Una consecuencia de esto es que si Dios me forma en todo instante y a través de toda
situación vital, eso significa que todos los instantes y situaciones contienen una
“densidad formativa”; son propuestas eficaces de crecimiento, son gracia.

Por eso es muy difícil que sepamos vivir con tal consciencia y disponibilidad formativa
todo momento. Por eso es necesario recuperar continuamente nuestra historia para
descubrir la riqueza de gracia que el Señor nos ha ofrecido en ella y, de alguna manera,
recuperar, impedir que se pierda, revivirla en positivo.

A manera de conclusión.

Algo que preocupa especialmente sobre la vida religiosa actual es la falta de una
cultura real de formación permanente, de una mentalidad y sensibilidad en tal sentido,
de una espiritualidad de formación permanente.

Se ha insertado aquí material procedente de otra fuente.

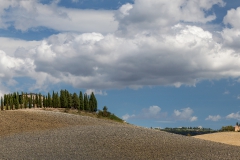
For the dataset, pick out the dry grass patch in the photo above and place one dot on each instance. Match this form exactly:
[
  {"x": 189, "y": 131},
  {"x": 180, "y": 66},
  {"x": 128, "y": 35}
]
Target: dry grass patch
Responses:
[{"x": 232, "y": 138}]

Se habla mucho de este tema, pero se termina por reducirlo a algún curso de
actualización, de renovación espiritual o de recuperación psicológica.
Desgraciadamente se sigue pensando en la formación permanente como una manera
de adaptación-inserción progresiva de los jóvenes en la realidad pastoral ministerial. Se
olvida que cada edad de la vida tiene necesidad de ser acompañada y sostenida, sobre
todo la última etapa, la que nos preparará para el encuentro definitivo y que significará
la conformación plena, a través de la muerte, con la vida del Hijo, con sus sentimientos.